International and national occupational health reports have flagged a troubling uptick in violent assaults on EMS workers  as COVID paced unprecedented stress on public health systems here and around the world. 

The FDNY EMS workforce, rank and file as well as officers, is close to 5,000. According to the EMSPAC, a non-profit advocacy group, NYC’s has a total of 14,500 EMS workers divided into four “distinct deployment models with different funding channels, varying benefits, uniform colors, vehicle colors, conditions, and levels of prestige–FDNY 911 Municipal, Voluntary Hospital 911, Private Inter-facility Transport, and Community Volunteers.”

In that mix include private sector EMS providers that are non-union. There is no integrated database tracking assaults on public, private sector and community based volunteer EMS members. The FDNY statistics tracks only assaults on FDNY employees who are civil servants covered under New York State’s Public Employee Safety & Health Bureau that was created in 1980. 

In 2018, according to the FDNY, there were 163 assaults on FDNY EMS workers. In 2019, that jumped to 217. In 2020, the start of the pandemic, it hit 329, spiking to 386 last year. 

Over the same arc of time, the number of patients that assaulted their FDNY EMS caregiver went from 107 to 237 last year. By contrast, violent attacks by a member of the public, not the patient, like a family member, went from 22 in 2018 to 126 in 2021. 
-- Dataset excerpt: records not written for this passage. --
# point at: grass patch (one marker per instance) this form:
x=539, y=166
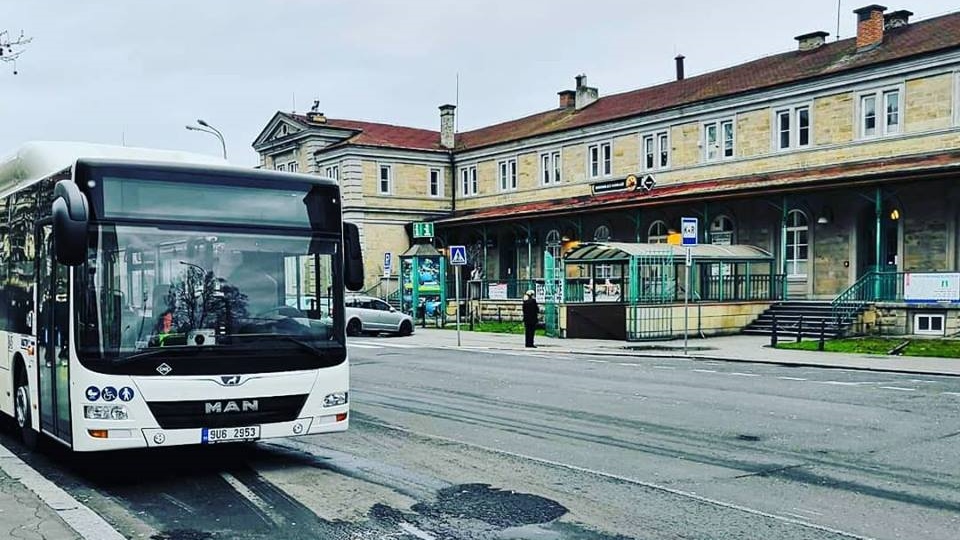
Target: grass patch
x=941, y=348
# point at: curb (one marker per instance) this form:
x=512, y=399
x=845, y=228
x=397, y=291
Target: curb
x=79, y=517
x=701, y=357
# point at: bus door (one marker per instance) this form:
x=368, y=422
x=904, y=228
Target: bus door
x=53, y=338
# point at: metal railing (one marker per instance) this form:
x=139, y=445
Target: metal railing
x=871, y=287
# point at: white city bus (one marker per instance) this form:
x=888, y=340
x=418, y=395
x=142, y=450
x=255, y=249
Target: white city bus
x=152, y=298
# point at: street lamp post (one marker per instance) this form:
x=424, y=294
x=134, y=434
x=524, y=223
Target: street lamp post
x=207, y=128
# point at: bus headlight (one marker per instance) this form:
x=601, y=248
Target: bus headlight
x=105, y=412
x=334, y=399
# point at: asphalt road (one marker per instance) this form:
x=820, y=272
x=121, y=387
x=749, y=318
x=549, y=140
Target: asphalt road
x=473, y=444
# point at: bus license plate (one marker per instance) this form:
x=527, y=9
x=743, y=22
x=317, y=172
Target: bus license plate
x=217, y=435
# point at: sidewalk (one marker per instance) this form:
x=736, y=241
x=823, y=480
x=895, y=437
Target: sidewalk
x=736, y=348
x=34, y=508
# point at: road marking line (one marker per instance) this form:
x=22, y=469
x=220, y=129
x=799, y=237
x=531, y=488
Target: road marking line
x=265, y=509
x=363, y=346
x=619, y=478
x=87, y=523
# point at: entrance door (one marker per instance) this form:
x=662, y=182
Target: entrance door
x=888, y=257
x=53, y=338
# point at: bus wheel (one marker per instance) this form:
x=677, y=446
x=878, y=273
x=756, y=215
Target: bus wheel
x=354, y=327
x=22, y=413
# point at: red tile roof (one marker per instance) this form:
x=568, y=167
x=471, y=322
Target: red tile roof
x=833, y=58
x=376, y=134
x=846, y=175
x=918, y=38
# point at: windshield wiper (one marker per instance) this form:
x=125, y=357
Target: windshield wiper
x=156, y=352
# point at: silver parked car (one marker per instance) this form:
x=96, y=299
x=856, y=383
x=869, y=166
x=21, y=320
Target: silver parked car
x=366, y=314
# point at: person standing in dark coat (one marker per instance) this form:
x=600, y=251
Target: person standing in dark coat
x=531, y=312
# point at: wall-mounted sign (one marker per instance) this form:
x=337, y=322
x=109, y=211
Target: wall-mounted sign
x=931, y=287
x=631, y=183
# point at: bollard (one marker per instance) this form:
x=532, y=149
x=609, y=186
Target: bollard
x=773, y=332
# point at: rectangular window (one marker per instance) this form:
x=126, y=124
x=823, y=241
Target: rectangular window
x=468, y=181
x=656, y=151
x=783, y=129
x=891, y=111
x=386, y=180
x=928, y=324
x=435, y=184
x=803, y=126
x=332, y=171
x=648, y=152
x=792, y=127
x=508, y=174
x=880, y=113
x=718, y=140
x=550, y=168
x=601, y=160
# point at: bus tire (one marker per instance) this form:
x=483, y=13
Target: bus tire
x=354, y=327
x=21, y=406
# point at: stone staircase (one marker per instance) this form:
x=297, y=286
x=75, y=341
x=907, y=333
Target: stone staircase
x=789, y=314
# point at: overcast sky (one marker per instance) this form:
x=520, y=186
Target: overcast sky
x=136, y=72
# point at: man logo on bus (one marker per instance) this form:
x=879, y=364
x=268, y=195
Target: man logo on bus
x=218, y=407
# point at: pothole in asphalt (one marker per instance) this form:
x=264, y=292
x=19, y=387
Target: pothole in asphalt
x=490, y=505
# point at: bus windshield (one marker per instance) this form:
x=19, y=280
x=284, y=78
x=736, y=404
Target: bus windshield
x=150, y=288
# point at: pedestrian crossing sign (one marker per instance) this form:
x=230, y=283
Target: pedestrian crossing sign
x=458, y=255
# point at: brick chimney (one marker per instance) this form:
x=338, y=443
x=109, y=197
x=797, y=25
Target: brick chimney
x=896, y=19
x=447, y=126
x=585, y=94
x=811, y=41
x=869, y=26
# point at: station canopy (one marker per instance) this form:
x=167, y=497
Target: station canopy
x=612, y=252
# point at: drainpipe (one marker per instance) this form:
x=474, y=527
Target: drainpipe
x=878, y=242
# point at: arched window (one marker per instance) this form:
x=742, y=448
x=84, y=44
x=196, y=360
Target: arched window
x=797, y=235
x=553, y=238
x=657, y=233
x=721, y=231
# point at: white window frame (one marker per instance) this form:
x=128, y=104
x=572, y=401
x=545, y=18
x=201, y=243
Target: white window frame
x=791, y=255
x=551, y=167
x=380, y=179
x=792, y=114
x=659, y=146
x=720, y=145
x=658, y=239
x=930, y=318
x=601, y=165
x=882, y=128
x=507, y=174
x=467, y=177
x=435, y=179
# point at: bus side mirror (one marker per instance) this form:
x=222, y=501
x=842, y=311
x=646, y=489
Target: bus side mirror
x=69, y=223
x=352, y=257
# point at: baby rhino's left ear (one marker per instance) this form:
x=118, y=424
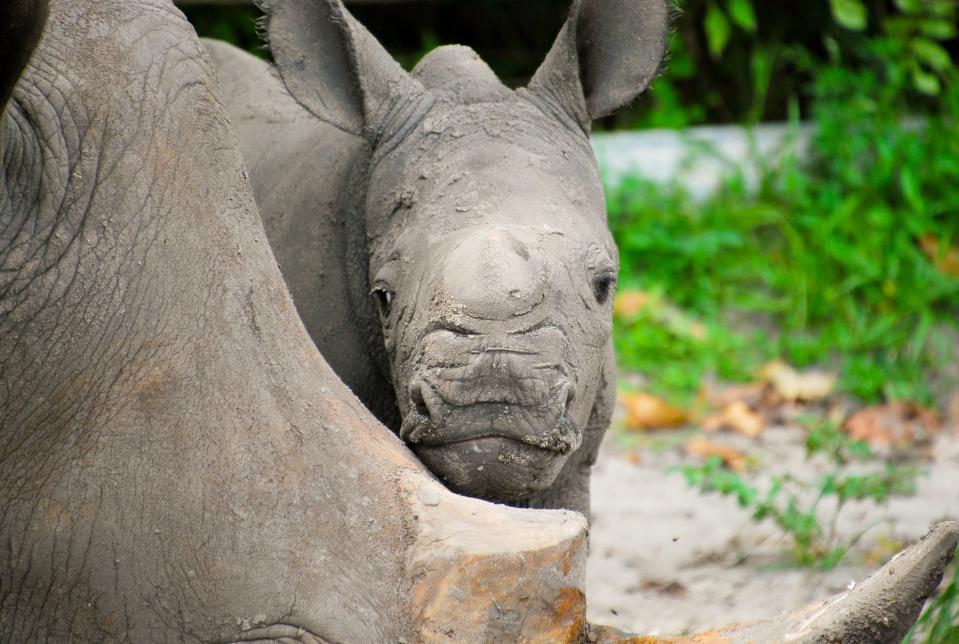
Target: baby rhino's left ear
x=606, y=54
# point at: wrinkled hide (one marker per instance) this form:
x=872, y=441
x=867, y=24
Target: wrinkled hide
x=454, y=231
x=177, y=461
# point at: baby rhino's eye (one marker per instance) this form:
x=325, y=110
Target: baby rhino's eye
x=603, y=285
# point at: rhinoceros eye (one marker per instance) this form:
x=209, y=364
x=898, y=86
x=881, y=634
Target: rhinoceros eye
x=603, y=285
x=384, y=300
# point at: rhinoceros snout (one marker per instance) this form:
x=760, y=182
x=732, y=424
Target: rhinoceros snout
x=448, y=406
x=491, y=415
x=492, y=275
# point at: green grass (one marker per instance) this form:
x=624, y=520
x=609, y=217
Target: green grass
x=820, y=264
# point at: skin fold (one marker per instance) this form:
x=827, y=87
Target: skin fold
x=177, y=461
x=444, y=237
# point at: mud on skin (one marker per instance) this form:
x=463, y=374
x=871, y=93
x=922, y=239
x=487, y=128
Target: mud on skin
x=444, y=237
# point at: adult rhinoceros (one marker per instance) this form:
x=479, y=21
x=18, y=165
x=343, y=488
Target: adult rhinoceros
x=177, y=462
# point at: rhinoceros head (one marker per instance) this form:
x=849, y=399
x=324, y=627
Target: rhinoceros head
x=489, y=265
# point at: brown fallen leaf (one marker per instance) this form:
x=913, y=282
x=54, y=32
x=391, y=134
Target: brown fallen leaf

Not captured in this FDNY tracking are incidents like the recent shooting of EMT Richard McMahon, 25, who works for Staten Island’s Richmond University Medical Center, which provides EMS coverage for the city’s 911 system. McMahon is a member of 1199 SEIU. 

Mike Greco, vice-president of DC 37’s Local 2507, which represents the FDNY’s EMTs, Paramedics and Fire Inspectors, said in a phone interview that McMahon’s encounter underscores just how perilous a situation EMTs can find themselves in. “We can’t even frisk somebody for weapons — it would be illegal — we are not peace officers,” Greco said. 

Variale thinks the city should be tracking assaults on any emergency medical service personnel answering FDNY 911 calls, including the private sector services where workers may or may not be represented by a union to support them.

Kavanagh agrees.

“Yes. I think, as you know, we have worked over the years to get greater data sharing with the hospitals systems and our private partners in EMS in the hospitals and volunteers and that’s something we’d like to have access too.,” she said.


For decades, police and fire unions have argued that their professors were the most hazardous of the uniformed emergency services. Yet there are signs that the ongoing pandemic and troubling trends in workplace assaults on EMS are new variables.  

As LaborPress previously reported, a pre-pandemic survey of close to 2,000 EMTs from 13 countries, mostly from the United States, found that two-thirds reported having been assaulted on the job with weapons being used in 10-percent of the incidents. 

“These EMS personnel have a rate of occupational fatality comparable to firefighters and police, and a rate of nonfatal injuries that is higher than the rates for police and firefighters and much higher than the national average for all workers,” the researchers reported in their study that was published by Cambridge University Press. “Emergency Medical Services personnel in the US have a rate of occupational violence injuries that is about 22-times higher than the average for all workers.”